After many delays, the now named Solar went on sale in 1986, with a design that was done in '82.
Now, a few months before the official launch, Mr. Tennant had a great idea.
“Why don’t we promote our new model with a product placement in the show EVERYBODY is watching tonight?”
With that, the '86 Solar was featured in the third season premiere of
Miami Vice Florida Cops.
Corsica Solar Gen. 1
Designed by Kenneth Carmichael, it was only Corsica’s second design made from scratch, after the original 1981 Cheetah. The design is made from sharp edges and boxy shapes, everything that would fit on a car in 1983.
In 1987, the Solar became the official company car of the Sisten Motoring Corporation, after the Sisten Sunburst.
This model would be known as the car that truly launched Corsica, being their first true volume-seller.
Underneath the shell, the Solar features a basic steel monocoque chassis with a Transverse FWD layout. MacPherson Struts can be found in the front with Torsion Beams taking their place in the back.
Inside, the traditional gauge cluster was replaced with a SPACE AGE digital screen cluster, shown above.
Unusually for a car like this, all three engines that were available were designed from the ground up just for this model.
Our first option is a 1.6 liter Inline-4, making a whole 93 horsepower and speeding this beast from 0-100 km/h in 10.4 seconds. It utilizes a 16 Valve, double overhead cam design as well as Multipint fuel injection.
The second engine on offer is a 1.8 liter Inline-4, now making 110 horsepower. Essentially using the same design as the 1.6, the 1.8 was on offer from 1986 until 1990. Interestingly, this engine (with some modifications) is still in use on the South American Sisten Cargovan.
The third engine available is the turbocharged 2.2 liter Inline-4. Internally named “SC Molecule”, this version generates 146 horsepower and 211 Nm of torque. The “Molecule” was only ever available with the Sport trim.

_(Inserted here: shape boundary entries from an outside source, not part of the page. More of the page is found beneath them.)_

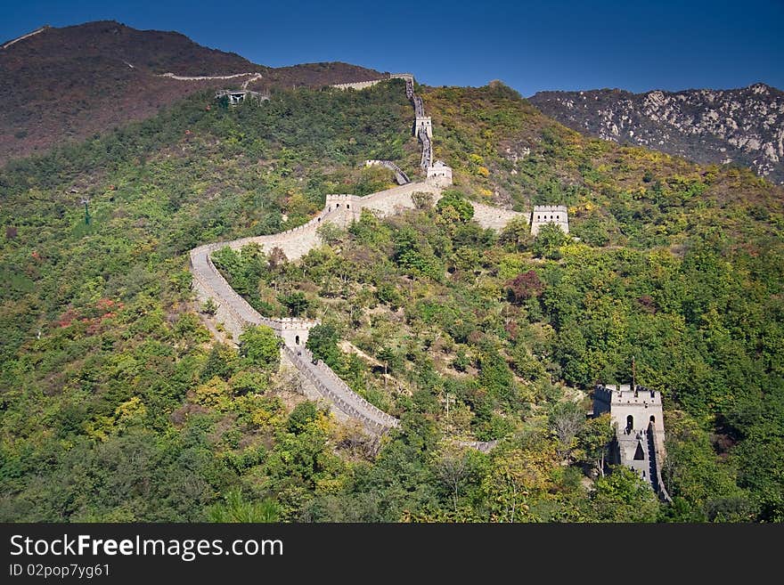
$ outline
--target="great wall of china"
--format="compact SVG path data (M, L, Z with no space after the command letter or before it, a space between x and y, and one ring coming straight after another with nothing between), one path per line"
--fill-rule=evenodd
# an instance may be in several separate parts
M452 184L452 169L441 161L432 164L432 123L430 118L425 116L421 98L414 93L413 76L399 74L390 77L405 81L406 95L414 106L413 133L422 145L421 167L426 176L424 181L408 182L405 174L391 161L367 161L367 164L382 164L392 168L398 183L404 177L404 183L366 197L327 195L324 208L303 225L272 235L200 246L191 251L190 263L193 275L192 287L197 298L201 302L212 299L216 305L216 320L223 323L235 342L249 325L265 325L271 328L283 342L282 366L294 368L300 374L304 394L312 400L331 405L331 411L338 418L358 420L368 431L377 435L397 427L398 419L368 402L351 390L326 364L314 359L306 349L305 344L308 331L318 321L307 319L269 319L262 316L229 286L212 263L210 255L226 247L240 249L248 244L257 244L266 252L278 248L290 261L294 261L321 245L317 230L322 223L347 225L359 218L363 209L372 210L380 216L396 214L402 209L411 209L415 207L412 198L414 193L429 193L433 197L434 202L437 201L441 198L443 188ZM381 81L383 80L344 84L336 87L363 89ZM472 202L472 205L474 219L484 228L500 230L514 217L527 217L527 214L481 203Z

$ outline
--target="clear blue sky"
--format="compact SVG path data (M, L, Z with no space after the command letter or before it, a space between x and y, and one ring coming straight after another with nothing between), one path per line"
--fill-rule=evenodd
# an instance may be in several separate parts
M502 79L523 95L784 89L784 0L8 1L0 38L110 19L264 65L343 61L432 85Z

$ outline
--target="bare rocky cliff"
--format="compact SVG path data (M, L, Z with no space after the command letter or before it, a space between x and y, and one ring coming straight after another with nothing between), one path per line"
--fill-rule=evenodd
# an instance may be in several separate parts
M578 132L698 163L742 165L784 184L784 92L764 84L675 93L539 92L529 101Z

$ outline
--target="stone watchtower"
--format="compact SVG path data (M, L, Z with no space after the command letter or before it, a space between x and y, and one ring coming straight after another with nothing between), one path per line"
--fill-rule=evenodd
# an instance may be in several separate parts
M438 187L448 187L452 184L452 167L443 160L437 160L432 167L428 167L428 183Z
M531 212L531 235L535 236L543 225L554 223L564 233L569 232L568 211L565 205L535 205Z
M610 460L637 472L669 500L661 479L666 455L661 393L639 385L599 385L593 391L593 414L604 412L609 412L616 429Z
M419 136L421 132L428 134L428 138L433 137L433 120L429 116L417 116L413 135Z

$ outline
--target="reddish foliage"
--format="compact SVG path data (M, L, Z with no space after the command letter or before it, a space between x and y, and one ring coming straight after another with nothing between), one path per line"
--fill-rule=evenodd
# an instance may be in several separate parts
M518 274L506 283L506 287L512 300L516 303L539 297L544 290L544 283L533 270Z

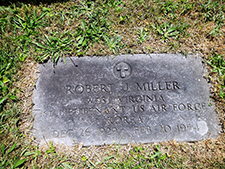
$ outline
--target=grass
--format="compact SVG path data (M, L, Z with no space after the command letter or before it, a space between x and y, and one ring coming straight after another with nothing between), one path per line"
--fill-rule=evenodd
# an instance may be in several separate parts
M26 87L20 87L25 85L22 77L30 76L30 71L24 71L26 64L48 59L57 62L67 56L200 53L210 70L212 97L224 132L223 1L35 2L0 6L0 168L225 167L224 134L219 141L206 140L201 145L105 145L92 147L93 152L77 145L74 155L60 153L52 144L41 149L22 129L26 120L32 121L32 104L25 104Z

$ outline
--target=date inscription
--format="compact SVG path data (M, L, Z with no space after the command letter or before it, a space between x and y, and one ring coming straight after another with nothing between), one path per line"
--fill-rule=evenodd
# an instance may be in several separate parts
M201 60L182 55L70 57L39 68L34 137L72 146L196 141L216 135Z

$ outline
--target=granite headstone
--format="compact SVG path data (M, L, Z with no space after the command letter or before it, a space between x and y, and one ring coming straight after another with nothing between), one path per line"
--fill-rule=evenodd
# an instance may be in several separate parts
M199 57L69 57L39 71L33 134L41 144L196 141L218 134Z

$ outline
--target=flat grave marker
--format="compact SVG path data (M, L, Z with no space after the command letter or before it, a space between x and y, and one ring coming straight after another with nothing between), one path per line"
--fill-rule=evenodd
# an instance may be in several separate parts
M70 57L39 71L33 134L41 144L196 141L218 134L198 57Z

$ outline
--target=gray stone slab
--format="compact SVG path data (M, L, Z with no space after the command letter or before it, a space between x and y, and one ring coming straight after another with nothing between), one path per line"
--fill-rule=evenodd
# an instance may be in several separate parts
M196 141L218 134L198 57L71 57L39 70L33 134L41 144Z

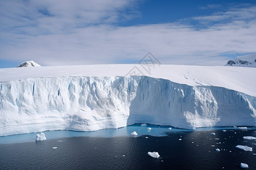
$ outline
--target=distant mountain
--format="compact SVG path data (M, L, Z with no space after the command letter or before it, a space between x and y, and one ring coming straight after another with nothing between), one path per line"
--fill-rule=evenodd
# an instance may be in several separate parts
M225 66L256 67L256 53L237 57L228 61Z
M34 61L25 61L24 62L20 64L17 67L39 67L41 65L38 64Z

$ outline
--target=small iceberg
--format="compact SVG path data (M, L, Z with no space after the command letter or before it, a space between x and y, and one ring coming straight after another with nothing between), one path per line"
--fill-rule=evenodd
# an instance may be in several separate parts
M249 166L247 164L245 163L241 163L241 167L243 168L248 168Z
M131 133L131 135L138 135L138 133L136 131L134 131L133 133Z
M246 151L252 151L253 148L247 146L243 146L243 145L237 145L236 146L236 148L239 148L242 150L244 150Z
M243 139L248 140L254 140L256 139L256 138L254 137L243 137Z
M159 154L158 154L158 152L147 152L147 155L150 155L152 158L158 158L160 157Z
M44 141L46 140L46 135L43 133L36 134L36 141Z
M238 127L238 128L240 129L247 129L247 127Z

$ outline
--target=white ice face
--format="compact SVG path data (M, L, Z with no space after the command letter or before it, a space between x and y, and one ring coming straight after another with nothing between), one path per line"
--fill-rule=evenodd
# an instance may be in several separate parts
M184 129L255 125L255 69L163 65L149 75L156 78L123 76L132 66L0 69L0 136L141 122Z

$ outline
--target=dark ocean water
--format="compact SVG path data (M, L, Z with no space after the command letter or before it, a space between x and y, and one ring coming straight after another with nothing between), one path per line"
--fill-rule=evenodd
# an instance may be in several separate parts
M166 135L0 144L0 169L241 169L241 163L256 169L256 141L242 138L255 137L255 129L171 131ZM238 144L252 147L253 151L237 149ZM160 157L151 158L148 151L157 151Z

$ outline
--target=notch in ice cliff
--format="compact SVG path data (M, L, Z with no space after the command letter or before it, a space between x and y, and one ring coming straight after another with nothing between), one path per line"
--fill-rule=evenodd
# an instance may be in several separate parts
M38 64L34 61L25 61L20 64L17 67L39 67L41 65Z
M36 78L0 83L0 136L135 123L255 126L256 97L148 76Z
M255 126L255 68L162 65L155 78L118 76L133 67L0 69L0 136L135 123Z

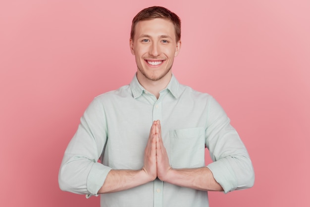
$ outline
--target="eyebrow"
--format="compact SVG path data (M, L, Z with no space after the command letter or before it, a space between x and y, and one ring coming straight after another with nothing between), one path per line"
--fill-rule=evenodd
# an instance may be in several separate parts
M147 38L152 38L151 35L147 35L147 34L142 34L142 35L140 35L139 37L138 38L143 38L143 37L147 37ZM169 35L160 35L159 37L161 38L170 38L170 39L172 39Z

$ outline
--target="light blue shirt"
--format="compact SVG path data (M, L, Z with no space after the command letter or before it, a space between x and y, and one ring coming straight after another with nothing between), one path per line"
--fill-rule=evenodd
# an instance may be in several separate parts
M213 161L207 167L225 193L253 185L247 150L210 95L180 84L172 75L157 99L135 75L130 85L97 96L86 109L63 157L60 188L97 196L111 169L141 169L151 126L157 120L172 168L205 166L206 146ZM208 206L207 192L158 179L101 197L102 207Z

In total, there were 4 trim versions. The base model GL included cloth seats, an 8-track player and no air conditioning. This trim was only ever available with a 5-speed manual, like the Sport.
The mid-line SL upgraded the cloth seats to slightly nicer cloth seats. A/C was standard and a 3-speed automatic became available and the mirrors were mostly body-colored.
For the recently retired grandpa, the luxury SE trim came exclusively with the 3-speed automatic and a fancy cassette player. And you could get it in beige (as pictured above).
The most expensive version however, would be the Sport. Optioned from the factory with a nice spoiler and “TURBO” stickers, it would actually end up being the second most popular version, behind the SL.
From '86 to '93, a total of 1,004,601 first generation Solars were produced. Until 2010, this would be the most popular Corsica model.
Karen took the kids again.
1.6 I4 | 1986
Horsepower: 93hp @ 6000 RPM
Torque: 132 Nm @ 2700 RPM
Top Speed: 165km/h
0-100km/h: 10.4 seconds (5-speed)
Transmission: 5-speed manual
1.8 I4 | 1986
Horsepower: 110hp @ 6200 RPM
Torque: 154 Nm @ 3600 RPM
Top Speed: 170km/h
0-100km/h: 10.7 seconds (3-speed)
Transmission: 3-speed automatic, 5-speed manual
2.2 I4 Turbo | 1986
Horsepower: 146hp @ 5900 RPM
Torque: 211 Nm @ 3700 RPM
Top Speed: 188km/h
0-100km/h: 7.9 seconds (5-speed)
Transmission: 5-speed manual
Skipping yet another year in 1987, Corsica’s flagship and their halo model, the Cheetah would get its first generation change for 1988.
And then in 1989 they made a minivan. Because “sports brand”.